All Portuguese will have learnt about Olivenza in their school rooms. As from wikipedia ....
'the issue has not been a sensitive matter in the relations between these two countries' and is now a euroregion ....
http://en.wikipedia.org/wiki/Olivenza
(If this is wrong alter it)
+4 #2 Peter Booker 2013-12-30 16:45
The same kind of sale of expensive private property is happening in London.

As far as The Onlooker is concerned, I think a more exact comparison is that of Olivença, now called Olivenza.

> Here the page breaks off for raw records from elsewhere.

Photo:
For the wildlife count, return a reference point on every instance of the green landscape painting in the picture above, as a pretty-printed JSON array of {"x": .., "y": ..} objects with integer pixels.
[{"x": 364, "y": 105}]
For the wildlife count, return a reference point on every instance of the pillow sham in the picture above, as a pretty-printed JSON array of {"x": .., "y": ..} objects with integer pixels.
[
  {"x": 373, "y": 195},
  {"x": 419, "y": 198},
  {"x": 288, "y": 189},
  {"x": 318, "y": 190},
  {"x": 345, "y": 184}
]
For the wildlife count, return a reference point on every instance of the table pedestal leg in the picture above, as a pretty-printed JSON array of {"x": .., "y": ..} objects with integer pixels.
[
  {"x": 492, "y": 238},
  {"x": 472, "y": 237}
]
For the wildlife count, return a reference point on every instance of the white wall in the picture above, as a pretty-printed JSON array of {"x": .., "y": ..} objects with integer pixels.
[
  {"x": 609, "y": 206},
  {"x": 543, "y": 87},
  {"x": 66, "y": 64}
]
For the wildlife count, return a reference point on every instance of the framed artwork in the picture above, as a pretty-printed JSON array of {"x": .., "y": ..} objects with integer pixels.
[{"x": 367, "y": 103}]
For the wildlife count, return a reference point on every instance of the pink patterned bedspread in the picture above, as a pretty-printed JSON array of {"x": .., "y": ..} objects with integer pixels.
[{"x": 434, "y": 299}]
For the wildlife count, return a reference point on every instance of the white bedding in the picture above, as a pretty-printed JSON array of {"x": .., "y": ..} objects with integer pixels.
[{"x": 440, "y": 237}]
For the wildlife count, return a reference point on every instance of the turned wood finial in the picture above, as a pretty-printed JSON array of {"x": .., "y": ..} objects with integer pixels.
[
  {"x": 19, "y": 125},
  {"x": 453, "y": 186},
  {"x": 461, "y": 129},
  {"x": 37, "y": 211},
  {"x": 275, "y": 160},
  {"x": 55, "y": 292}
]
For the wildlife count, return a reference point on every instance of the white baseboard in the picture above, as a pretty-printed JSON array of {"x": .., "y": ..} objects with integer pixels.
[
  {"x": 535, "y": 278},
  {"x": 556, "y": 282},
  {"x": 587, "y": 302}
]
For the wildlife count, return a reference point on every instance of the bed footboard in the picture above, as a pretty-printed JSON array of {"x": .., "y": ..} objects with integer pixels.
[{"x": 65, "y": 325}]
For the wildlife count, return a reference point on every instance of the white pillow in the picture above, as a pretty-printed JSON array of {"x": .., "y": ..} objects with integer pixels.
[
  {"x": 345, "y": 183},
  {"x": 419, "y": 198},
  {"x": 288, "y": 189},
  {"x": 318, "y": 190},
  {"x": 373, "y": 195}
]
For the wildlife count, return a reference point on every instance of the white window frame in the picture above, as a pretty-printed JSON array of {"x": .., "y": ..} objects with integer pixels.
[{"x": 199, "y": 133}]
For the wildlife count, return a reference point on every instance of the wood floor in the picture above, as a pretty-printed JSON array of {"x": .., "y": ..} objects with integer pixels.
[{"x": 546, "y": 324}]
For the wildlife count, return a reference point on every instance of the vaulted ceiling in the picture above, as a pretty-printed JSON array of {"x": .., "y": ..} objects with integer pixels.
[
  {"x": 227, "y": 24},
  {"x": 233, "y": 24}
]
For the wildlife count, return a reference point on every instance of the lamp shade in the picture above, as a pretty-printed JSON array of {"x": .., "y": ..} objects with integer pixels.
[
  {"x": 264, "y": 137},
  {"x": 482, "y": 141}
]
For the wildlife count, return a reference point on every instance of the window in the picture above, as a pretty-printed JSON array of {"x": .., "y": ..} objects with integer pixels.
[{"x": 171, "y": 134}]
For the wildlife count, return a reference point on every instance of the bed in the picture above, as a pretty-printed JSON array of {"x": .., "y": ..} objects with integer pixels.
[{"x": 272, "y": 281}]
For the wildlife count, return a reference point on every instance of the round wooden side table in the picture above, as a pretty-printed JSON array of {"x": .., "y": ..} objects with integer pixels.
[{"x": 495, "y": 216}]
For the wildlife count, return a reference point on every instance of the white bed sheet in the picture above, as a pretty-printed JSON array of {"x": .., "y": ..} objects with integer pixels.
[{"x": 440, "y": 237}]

Portugal has a grievance against Spain for similar reasons, and the two territories in question are but 200km apart.
+4 #1 The Onlooker 2013-12-30 10:52
Any failed or failing Brit. here - who thought they too also had some sort of Golden Visa to settle and work here due to us all being in the EU - will be fascinated by the 1890 British Ultimatum posts on
expatsportugal.com
It seems that this dispute is Portugal's hidden version of Spain's more open Gibraltar grievance. An event not in British school history books but a core part of Portuguese ones !
Something all Portuguese know about ... so Brits. learn something useful today!
The consequences of the Scramble for Africa in the 1800's.